En esta línea de pensamiento aparece como especialmente lúcida la reflexión con la que Chantal Delsol se ha unido al debate. Para la pensadora existen dos tipos de barbarie, la «barbarie de los sentidos» y la «barbarie reflexiva». La de los sentidos es la de los salvajes que aún carecen de civismo, la del cíclope de los antiguos griegos, un ser tosco de gestos violentos y sentimientos simples, un ser humano que aún no ha sido civilizado por completo. La barbarie reflexiva, en cambio, es propia de quien ha sido civilizado pero distorsiona el sentido de las cosas, deconstruye los significados, niega la realidad del mundo en que vivimos.

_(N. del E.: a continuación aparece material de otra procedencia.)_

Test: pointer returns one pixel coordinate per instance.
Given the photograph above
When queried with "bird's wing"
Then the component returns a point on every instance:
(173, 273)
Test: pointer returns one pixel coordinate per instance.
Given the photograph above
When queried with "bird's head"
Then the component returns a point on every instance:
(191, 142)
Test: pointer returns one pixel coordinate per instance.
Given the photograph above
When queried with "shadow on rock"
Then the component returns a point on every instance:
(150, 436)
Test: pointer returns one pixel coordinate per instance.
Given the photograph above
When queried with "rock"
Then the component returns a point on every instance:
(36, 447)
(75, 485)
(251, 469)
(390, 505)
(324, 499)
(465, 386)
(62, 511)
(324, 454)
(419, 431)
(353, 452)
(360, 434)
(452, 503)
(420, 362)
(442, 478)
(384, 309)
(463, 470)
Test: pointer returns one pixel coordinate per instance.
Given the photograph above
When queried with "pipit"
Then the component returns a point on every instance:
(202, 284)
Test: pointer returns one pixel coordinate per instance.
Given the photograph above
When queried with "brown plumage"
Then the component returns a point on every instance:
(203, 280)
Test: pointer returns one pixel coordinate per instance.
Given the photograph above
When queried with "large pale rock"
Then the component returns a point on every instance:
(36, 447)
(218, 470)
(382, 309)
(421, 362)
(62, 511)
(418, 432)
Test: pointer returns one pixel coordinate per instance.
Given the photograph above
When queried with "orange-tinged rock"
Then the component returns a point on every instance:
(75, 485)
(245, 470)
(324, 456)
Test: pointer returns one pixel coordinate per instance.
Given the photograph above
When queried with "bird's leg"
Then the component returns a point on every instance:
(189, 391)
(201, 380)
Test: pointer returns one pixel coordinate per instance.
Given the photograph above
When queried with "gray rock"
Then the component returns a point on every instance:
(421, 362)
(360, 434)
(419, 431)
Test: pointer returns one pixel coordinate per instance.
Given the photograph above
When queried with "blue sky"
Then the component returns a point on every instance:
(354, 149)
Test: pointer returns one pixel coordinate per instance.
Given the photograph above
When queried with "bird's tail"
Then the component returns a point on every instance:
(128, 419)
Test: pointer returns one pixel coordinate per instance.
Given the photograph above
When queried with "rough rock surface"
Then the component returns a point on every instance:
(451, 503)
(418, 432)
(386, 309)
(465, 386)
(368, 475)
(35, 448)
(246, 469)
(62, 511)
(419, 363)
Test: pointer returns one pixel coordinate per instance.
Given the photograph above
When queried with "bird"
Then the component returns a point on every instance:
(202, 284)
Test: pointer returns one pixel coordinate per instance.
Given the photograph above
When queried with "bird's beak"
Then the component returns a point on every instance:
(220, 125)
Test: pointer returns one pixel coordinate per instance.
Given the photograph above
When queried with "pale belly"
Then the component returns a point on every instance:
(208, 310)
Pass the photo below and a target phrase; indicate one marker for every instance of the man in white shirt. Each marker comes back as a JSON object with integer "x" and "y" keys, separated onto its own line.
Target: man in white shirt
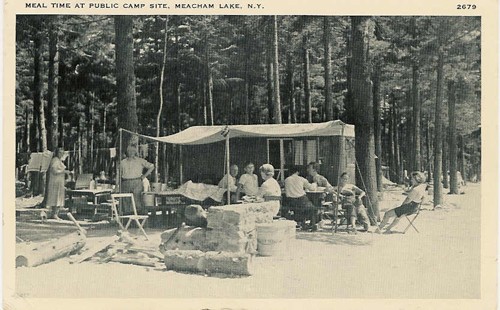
{"x": 231, "y": 179}
{"x": 409, "y": 206}
{"x": 270, "y": 188}
{"x": 297, "y": 201}
{"x": 248, "y": 182}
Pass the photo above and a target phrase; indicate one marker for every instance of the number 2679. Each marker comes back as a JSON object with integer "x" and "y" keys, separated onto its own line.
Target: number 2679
{"x": 466, "y": 6}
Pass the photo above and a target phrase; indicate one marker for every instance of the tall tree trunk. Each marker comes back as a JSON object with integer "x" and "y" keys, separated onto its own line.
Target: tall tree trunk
{"x": 462, "y": 158}
{"x": 158, "y": 116}
{"x": 438, "y": 132}
{"x": 390, "y": 142}
{"x": 289, "y": 87}
{"x": 452, "y": 138}
{"x": 408, "y": 135}
{"x": 349, "y": 114}
{"x": 416, "y": 104}
{"x": 246, "y": 94}
{"x": 177, "y": 94}
{"x": 210, "y": 93}
{"x": 90, "y": 133}
{"x": 428, "y": 147}
{"x": 307, "y": 85}
{"x": 26, "y": 134}
{"x": 395, "y": 137}
{"x": 377, "y": 126}
{"x": 125, "y": 75}
{"x": 38, "y": 106}
{"x": 209, "y": 83}
{"x": 417, "y": 110}
{"x": 205, "y": 91}
{"x": 53, "y": 81}
{"x": 270, "y": 85}
{"x": 446, "y": 168}
{"x": 364, "y": 132}
{"x": 330, "y": 115}
{"x": 276, "y": 75}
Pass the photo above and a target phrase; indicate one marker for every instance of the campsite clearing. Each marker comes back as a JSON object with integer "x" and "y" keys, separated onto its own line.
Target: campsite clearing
{"x": 442, "y": 261}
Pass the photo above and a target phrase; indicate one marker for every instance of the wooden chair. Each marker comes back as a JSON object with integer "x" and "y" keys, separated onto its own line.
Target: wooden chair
{"x": 415, "y": 215}
{"x": 140, "y": 220}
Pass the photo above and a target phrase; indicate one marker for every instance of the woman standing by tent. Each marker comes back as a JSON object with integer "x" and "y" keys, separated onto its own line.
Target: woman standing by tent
{"x": 55, "y": 193}
{"x": 132, "y": 174}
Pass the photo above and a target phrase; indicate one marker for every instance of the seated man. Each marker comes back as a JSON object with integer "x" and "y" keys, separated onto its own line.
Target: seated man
{"x": 409, "y": 205}
{"x": 297, "y": 200}
{"x": 351, "y": 201}
{"x": 229, "y": 180}
{"x": 315, "y": 177}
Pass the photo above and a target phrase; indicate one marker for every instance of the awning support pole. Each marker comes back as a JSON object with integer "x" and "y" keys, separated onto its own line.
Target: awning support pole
{"x": 227, "y": 170}
{"x": 339, "y": 172}
{"x": 118, "y": 163}
{"x": 181, "y": 168}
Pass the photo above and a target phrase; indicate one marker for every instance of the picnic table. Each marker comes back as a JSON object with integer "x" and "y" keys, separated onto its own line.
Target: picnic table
{"x": 171, "y": 205}
{"x": 94, "y": 198}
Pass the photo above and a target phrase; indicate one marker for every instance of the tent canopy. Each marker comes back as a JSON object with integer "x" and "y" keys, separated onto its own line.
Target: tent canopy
{"x": 211, "y": 134}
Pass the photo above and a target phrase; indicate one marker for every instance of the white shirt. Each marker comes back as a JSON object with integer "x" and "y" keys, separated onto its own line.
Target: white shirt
{"x": 232, "y": 183}
{"x": 295, "y": 186}
{"x": 270, "y": 187}
{"x": 417, "y": 193}
{"x": 249, "y": 184}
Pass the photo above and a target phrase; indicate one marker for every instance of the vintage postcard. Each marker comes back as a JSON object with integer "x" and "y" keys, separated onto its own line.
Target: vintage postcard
{"x": 233, "y": 154}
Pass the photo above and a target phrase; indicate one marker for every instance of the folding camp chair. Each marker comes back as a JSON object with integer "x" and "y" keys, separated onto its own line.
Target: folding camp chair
{"x": 140, "y": 220}
{"x": 415, "y": 215}
{"x": 83, "y": 181}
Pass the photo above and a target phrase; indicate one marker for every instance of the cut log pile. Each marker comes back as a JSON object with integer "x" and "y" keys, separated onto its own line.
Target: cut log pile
{"x": 225, "y": 246}
{"x": 209, "y": 262}
{"x": 35, "y": 254}
{"x": 128, "y": 250}
{"x": 229, "y": 229}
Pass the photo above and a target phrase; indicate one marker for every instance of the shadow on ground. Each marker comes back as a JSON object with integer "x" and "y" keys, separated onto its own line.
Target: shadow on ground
{"x": 339, "y": 238}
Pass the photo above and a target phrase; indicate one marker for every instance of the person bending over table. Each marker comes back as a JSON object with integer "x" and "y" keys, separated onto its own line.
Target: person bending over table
{"x": 131, "y": 171}
{"x": 351, "y": 201}
{"x": 409, "y": 205}
{"x": 248, "y": 182}
{"x": 315, "y": 177}
{"x": 231, "y": 179}
{"x": 270, "y": 188}
{"x": 297, "y": 201}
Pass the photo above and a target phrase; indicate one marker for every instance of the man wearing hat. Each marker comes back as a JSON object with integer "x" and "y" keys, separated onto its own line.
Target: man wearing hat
{"x": 132, "y": 173}
{"x": 410, "y": 205}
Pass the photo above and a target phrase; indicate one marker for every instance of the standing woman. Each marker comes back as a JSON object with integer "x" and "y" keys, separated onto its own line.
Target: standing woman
{"x": 270, "y": 189}
{"x": 55, "y": 184}
{"x": 132, "y": 171}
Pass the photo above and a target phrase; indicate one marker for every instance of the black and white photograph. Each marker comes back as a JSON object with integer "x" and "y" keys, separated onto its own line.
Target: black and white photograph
{"x": 248, "y": 156}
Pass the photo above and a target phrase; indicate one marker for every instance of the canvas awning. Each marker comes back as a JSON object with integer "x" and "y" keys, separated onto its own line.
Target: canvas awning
{"x": 210, "y": 134}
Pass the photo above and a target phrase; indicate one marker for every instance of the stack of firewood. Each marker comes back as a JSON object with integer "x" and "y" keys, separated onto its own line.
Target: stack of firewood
{"x": 225, "y": 246}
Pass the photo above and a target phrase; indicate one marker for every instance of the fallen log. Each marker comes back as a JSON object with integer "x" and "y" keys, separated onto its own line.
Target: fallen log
{"x": 32, "y": 255}
{"x": 147, "y": 251}
{"x": 184, "y": 260}
{"x": 133, "y": 259}
{"x": 94, "y": 249}
{"x": 208, "y": 262}
{"x": 228, "y": 263}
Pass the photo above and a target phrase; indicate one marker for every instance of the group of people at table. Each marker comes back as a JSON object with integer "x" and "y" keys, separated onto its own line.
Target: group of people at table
{"x": 134, "y": 170}
{"x": 296, "y": 188}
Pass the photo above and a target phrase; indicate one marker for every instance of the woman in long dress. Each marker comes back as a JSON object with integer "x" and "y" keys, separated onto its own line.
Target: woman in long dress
{"x": 55, "y": 184}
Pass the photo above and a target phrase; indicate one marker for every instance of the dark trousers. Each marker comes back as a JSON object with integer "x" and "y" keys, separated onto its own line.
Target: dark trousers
{"x": 303, "y": 209}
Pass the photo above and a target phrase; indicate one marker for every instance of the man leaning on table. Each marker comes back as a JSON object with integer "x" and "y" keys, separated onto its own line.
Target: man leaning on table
{"x": 297, "y": 201}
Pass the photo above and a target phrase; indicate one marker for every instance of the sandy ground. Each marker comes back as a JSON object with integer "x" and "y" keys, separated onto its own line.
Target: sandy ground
{"x": 442, "y": 261}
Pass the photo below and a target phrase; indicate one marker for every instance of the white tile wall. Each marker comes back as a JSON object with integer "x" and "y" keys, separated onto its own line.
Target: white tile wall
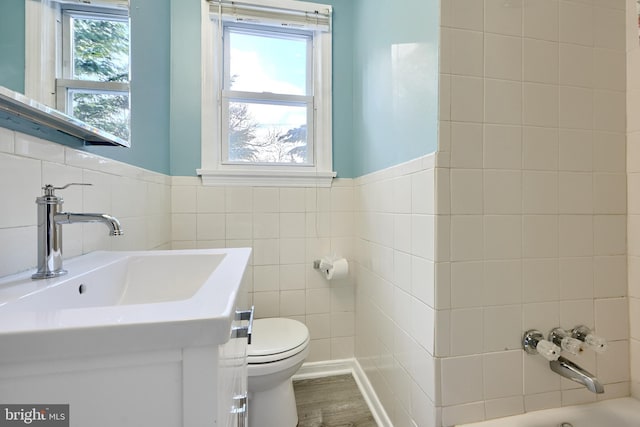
{"x": 139, "y": 199}
{"x": 287, "y": 228}
{"x": 538, "y": 229}
{"x": 396, "y": 295}
{"x": 633, "y": 189}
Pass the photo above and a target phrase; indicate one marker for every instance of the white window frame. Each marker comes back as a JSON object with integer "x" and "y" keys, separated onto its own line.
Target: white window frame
{"x": 214, "y": 170}
{"x": 44, "y": 73}
{"x": 67, "y": 83}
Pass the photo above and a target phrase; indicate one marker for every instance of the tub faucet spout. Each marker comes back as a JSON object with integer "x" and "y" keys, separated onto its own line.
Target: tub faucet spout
{"x": 111, "y": 222}
{"x": 50, "y": 221}
{"x": 572, "y": 371}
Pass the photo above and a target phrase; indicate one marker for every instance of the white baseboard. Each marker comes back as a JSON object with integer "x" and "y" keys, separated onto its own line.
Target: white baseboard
{"x": 347, "y": 366}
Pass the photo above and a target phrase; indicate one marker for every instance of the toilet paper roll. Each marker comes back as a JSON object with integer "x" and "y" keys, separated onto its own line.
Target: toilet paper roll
{"x": 338, "y": 270}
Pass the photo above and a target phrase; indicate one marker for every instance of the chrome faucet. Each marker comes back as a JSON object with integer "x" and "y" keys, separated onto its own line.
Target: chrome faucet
{"x": 570, "y": 370}
{"x": 50, "y": 222}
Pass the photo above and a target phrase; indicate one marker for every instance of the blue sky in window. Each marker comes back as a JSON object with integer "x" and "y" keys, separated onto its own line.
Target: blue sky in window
{"x": 268, "y": 64}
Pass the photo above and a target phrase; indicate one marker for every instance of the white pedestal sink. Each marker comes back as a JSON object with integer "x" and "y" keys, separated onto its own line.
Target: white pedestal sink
{"x": 128, "y": 338}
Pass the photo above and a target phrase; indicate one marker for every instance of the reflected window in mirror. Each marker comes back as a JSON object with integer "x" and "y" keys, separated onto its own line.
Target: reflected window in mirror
{"x": 95, "y": 67}
{"x": 77, "y": 60}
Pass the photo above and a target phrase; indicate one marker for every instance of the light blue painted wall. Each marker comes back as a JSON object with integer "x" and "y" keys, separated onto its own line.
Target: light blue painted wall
{"x": 12, "y": 44}
{"x": 395, "y": 82}
{"x": 384, "y": 75}
{"x": 165, "y": 87}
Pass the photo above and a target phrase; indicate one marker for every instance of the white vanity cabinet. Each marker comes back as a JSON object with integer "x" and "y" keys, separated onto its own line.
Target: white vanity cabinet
{"x": 168, "y": 363}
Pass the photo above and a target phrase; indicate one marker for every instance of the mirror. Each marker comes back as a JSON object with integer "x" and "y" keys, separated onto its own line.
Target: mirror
{"x": 76, "y": 68}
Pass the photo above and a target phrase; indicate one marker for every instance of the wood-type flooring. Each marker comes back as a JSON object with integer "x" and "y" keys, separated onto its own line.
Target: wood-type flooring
{"x": 331, "y": 402}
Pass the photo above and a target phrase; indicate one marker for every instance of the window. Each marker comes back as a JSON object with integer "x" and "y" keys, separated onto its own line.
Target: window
{"x": 78, "y": 60}
{"x": 266, "y": 93}
{"x": 94, "y": 86}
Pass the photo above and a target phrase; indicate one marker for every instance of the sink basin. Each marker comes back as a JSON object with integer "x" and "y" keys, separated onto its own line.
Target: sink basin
{"x": 112, "y": 301}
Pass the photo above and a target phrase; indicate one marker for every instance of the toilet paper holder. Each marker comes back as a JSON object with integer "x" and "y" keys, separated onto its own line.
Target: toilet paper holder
{"x": 332, "y": 267}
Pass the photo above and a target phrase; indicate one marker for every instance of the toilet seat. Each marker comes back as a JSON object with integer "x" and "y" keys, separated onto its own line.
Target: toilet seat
{"x": 276, "y": 339}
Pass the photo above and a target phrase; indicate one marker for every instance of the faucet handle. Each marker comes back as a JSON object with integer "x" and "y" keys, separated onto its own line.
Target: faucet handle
{"x": 560, "y": 337}
{"x": 533, "y": 342}
{"x": 583, "y": 333}
{"x": 548, "y": 350}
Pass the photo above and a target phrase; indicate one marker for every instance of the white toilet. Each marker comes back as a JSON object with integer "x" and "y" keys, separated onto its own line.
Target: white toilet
{"x": 277, "y": 350}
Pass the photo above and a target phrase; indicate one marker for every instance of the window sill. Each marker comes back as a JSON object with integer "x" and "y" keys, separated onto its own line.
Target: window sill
{"x": 264, "y": 178}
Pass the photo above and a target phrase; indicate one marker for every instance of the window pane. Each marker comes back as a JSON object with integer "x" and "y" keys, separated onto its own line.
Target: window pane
{"x": 267, "y": 133}
{"x": 275, "y": 62}
{"x": 107, "y": 111}
{"x": 100, "y": 49}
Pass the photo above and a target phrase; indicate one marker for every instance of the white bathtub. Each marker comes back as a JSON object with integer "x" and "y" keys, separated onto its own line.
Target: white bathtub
{"x": 624, "y": 412}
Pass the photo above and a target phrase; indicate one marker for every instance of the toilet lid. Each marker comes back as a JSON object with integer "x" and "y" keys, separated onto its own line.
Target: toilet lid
{"x": 275, "y": 336}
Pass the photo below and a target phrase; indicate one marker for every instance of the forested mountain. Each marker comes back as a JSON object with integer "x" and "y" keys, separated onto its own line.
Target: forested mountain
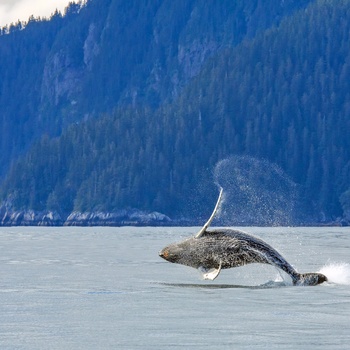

Ambas barbaries estarían actuando a la vez en el proceso de descivilización que vivimos.

Para Delsol hay barbarie del primer tipo cuando los profesores de instituto ya no pueden hablar de ciertas cuestiones en clase o cuando en ciertos barrios no se permite a las mujeres entrar en las cafeterías: «Mantenemos en nuestro suelo (por falta de valor para integrarlas adecuadamente) poblaciones salvajes, es decir, poblaciones incivilizadas, en las que no se educa a los jóvenes sino que se le cría como a un pequeño cíclope, presto a la violencia porque ignora las palabras y los ritos». Pero también estamos ante un avance de la barbarie, añade Delsol, «cuando los profesores pueden proponer a los niños cambiar de sexo como si cambiaran de restaurante, y cuando el odio y la violencia impiden que hablen quienes ven en ello una mentira criminal que produce enfermos de por vida. Si los defensores de estas prácticas fueran personas civilizadas, aceptarían el debate, que es precisamente lo propio de la civilización».

Y es que una cosa es constatar el auge de la barbarie, algo imposible de ocultar por mucho que nos intenten convencer de que reconocer que nuestro momento histórico se caracteriza por la descivilización es hacerle el juego a la extrema derecha, y otra muy diferente es tener la valentía de llegar hasta el fondo del análisis, detectar el origen de este proceso y actuar en consecuencia. Por volver una vez más a Donoso, sigue plenamente vigente aquello de levantar tronos a las causas y cadalsos a las consecuencias.